The commission offered is preserved in the bill of exceptions, and we find upon inspection of it, that it runs to Edward Green and J. Lincoln Black jointly, reciting that, reposing special trust and confidence in their ability and fidelity, they are, by authority of the board of directors, thereby appointed agent of the Hartford Fire Insurance Company, for Lacón, (Ill.,) and its vicinity, with power to fix rates of premium, receive moneys and to countersign, issue and renew policies of insurance and to give leave (when they should deem it proper,) to transfer policies, on behalf of said company, subject to the rules of the office, etc.

The power of attorney contains no words of survivorship.

It is a general rule, that where the agency is created and conferred by a written instrument, the nature and extent of the authority must be ascertained from the instrument itself, and can not be enlarged by parol evidence of the usage of other agents in like cases, or of an intention to confer additional powers; because that would be to contradict or vary the terms of the written instrument. In connection with this doctrine, it is often stated that an implied authority can not, in general, arise where there is air express authority in writing; for the maxim is, expressum faait eessare taciturn. ' Story on Ag. sec. 76 and note (1).

But the doctrine in each case, says that author, must be understood with the qualifications and limitations properly belonging to it. One of those qualifications is, that the usages of a particular trade or business, or of a particular class of agents, are properly admissible, not, indeed, for the purpose of enlarging the powers of the agents employed therein, but for the purpose of interpreting those powers which are actually given; for the means ordinarily used to execute the authority, are included in the power, and may be resorted to by all agents, and especially commercial agents. Story on Ag. sec. 77.

In the next place, he says, although in general, the maxim is true, that where an express power is conferred by writing, it can not be enlarged by parol evidence, yet the maxim is applicable only to cases where the whole authority grows solely out of the writing, and the parol evidence applies to the same subject matter, at the same point of time, and therefore in effect, seeks to contradict or vary or control the effect of the writing. When parol evidence seeks to establish a subsequent enlargement of the original authority, or to give an authority for another object; or where the express power is engrafted on an existing agency, affecting it only sub modo to a limited extent, the maxim loses its force and application. Ibid. 79.

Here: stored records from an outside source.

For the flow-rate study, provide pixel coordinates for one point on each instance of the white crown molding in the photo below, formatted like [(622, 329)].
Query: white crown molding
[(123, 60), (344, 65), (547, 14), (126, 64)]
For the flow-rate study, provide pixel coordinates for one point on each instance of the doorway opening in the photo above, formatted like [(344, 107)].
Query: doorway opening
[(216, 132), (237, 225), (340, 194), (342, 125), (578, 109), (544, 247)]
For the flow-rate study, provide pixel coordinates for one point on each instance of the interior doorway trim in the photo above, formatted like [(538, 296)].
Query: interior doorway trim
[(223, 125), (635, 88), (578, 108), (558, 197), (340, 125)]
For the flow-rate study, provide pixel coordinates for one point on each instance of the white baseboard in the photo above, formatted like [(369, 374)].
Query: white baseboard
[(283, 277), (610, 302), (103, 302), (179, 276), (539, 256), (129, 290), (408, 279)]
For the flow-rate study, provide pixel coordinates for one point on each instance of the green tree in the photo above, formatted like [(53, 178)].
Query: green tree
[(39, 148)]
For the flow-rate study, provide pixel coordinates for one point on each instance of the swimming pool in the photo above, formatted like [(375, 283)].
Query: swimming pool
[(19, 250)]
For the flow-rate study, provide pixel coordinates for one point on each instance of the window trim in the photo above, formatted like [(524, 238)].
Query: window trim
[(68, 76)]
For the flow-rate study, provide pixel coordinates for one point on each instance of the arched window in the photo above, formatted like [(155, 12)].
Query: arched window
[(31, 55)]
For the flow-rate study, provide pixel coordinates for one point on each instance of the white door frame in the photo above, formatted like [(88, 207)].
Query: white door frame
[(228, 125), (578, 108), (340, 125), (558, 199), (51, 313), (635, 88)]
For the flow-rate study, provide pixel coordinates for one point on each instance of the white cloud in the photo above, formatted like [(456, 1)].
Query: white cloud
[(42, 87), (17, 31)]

Another qualification is, where there was a written authority to the agent, but the principal, by his declarations and conduct, has authorized the conclusion that he had in fact given more extensive powers to the agent than were conferred by the writing; then, as to all persons dealing with such agent, upon the faith of such apparent authority, the principal will be bound to the extent of such apparent authority.

Subject to these reasonable qualifications and limitations, the doctrine is unquestionably true that an express written authority can not be enlarged by parol evidence, or an authority be implied where there exists an express one. Story on Ag. sec. 83.

It is laid down in 2 Greenlf. Ev., sec. 63, that, “If the authority of the agent is in writing, the writing must be produced and proved.”

If it be conceded that the plaintiff had introduced some evidence of Howard’s authority in the premises, or sufficient to submit to the jury, still, it will not be pretended that the defendants were not at liberty, by legitimate testimony, to destroy the force of this slight evidence by showing that in reality Howard had no authority or appearance of authority at all, to bind the defendants by such a contract. The first step in that direction was to show that he was a mere clerk under Green, and the only authority which the latter had was derived from a joint commission to Green & Black, and Black had died.